[R6RS] proposed conversions between strings and bytevectors

William D Clinger will at ccs.neu.edu
Fri Mar 23 17:32:07 EDT 2007


I volunteered to draft rough specifications of the
following six procedures, which I recommend be added
to either library section 1.2 (Unicode strings) or
library chapter 2 (bytevectors).

                                * * *

(string->utf8 string)                                  procedure

Returns a newly allocated (unless empty) bytevector that
contains the UTF-8 encoding of the given string.
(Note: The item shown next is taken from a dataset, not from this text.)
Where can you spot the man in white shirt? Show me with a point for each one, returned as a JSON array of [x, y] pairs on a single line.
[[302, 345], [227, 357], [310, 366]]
(string->utf16 string)                                 procedure
(string->utf16 string endianness)                      procedure

Returns a newly allocated (unless empty) bytevector that
contains the UTF-16BE or UTF-16LE encoding of the given
string (with no byte mark).

The endianness, if specified, must be the symbol big or the
symbol little.  If endianness is not specified or is big, then
UTF-16BE is used.  If endianness is the symbol little, then
UTF-16LE is used.

(string->utf32 string)                                 procedure
(string->utf32 string endianness)                      procedure

Returns a newly allocated (unless empty) bytevector that
contains the UTF-32BE or UTF-32LE encoding of the given
string (with no byte mark).

The endianness, if specified, must be the symbol big or the
symbol little.  If endianness is not specified or is big, then
UTF-32BE is used.  If endianness is the symbol little, then
UTF-32LE is used.

(utf8->string bytevector)                              procedure

The bytevector must contain the representation of a string in
UTF-8; otherwise an exception is raised.  Returns a newly
allocated (unless empty) string whose character sequence is
encoded by the given bytevector.

(utf16->string bytevector)                             procedure
(utf16->string bytevector endianness)                  procedure

If no endianness is specified, the bytevector must contain the
representation of a string according to the UTF-16 encoding
scheme (which permits but does not require a byte order mark).
If endianness is the symbol big, the bytevector must contain
the UTF-16BE encoding of a string.  If endianness is the symbol
little, the bytevector must contain the UTF-16LE encoding of a
string.  If endianness is anything other than the symbol big or
the symbol little, then an exception is raised.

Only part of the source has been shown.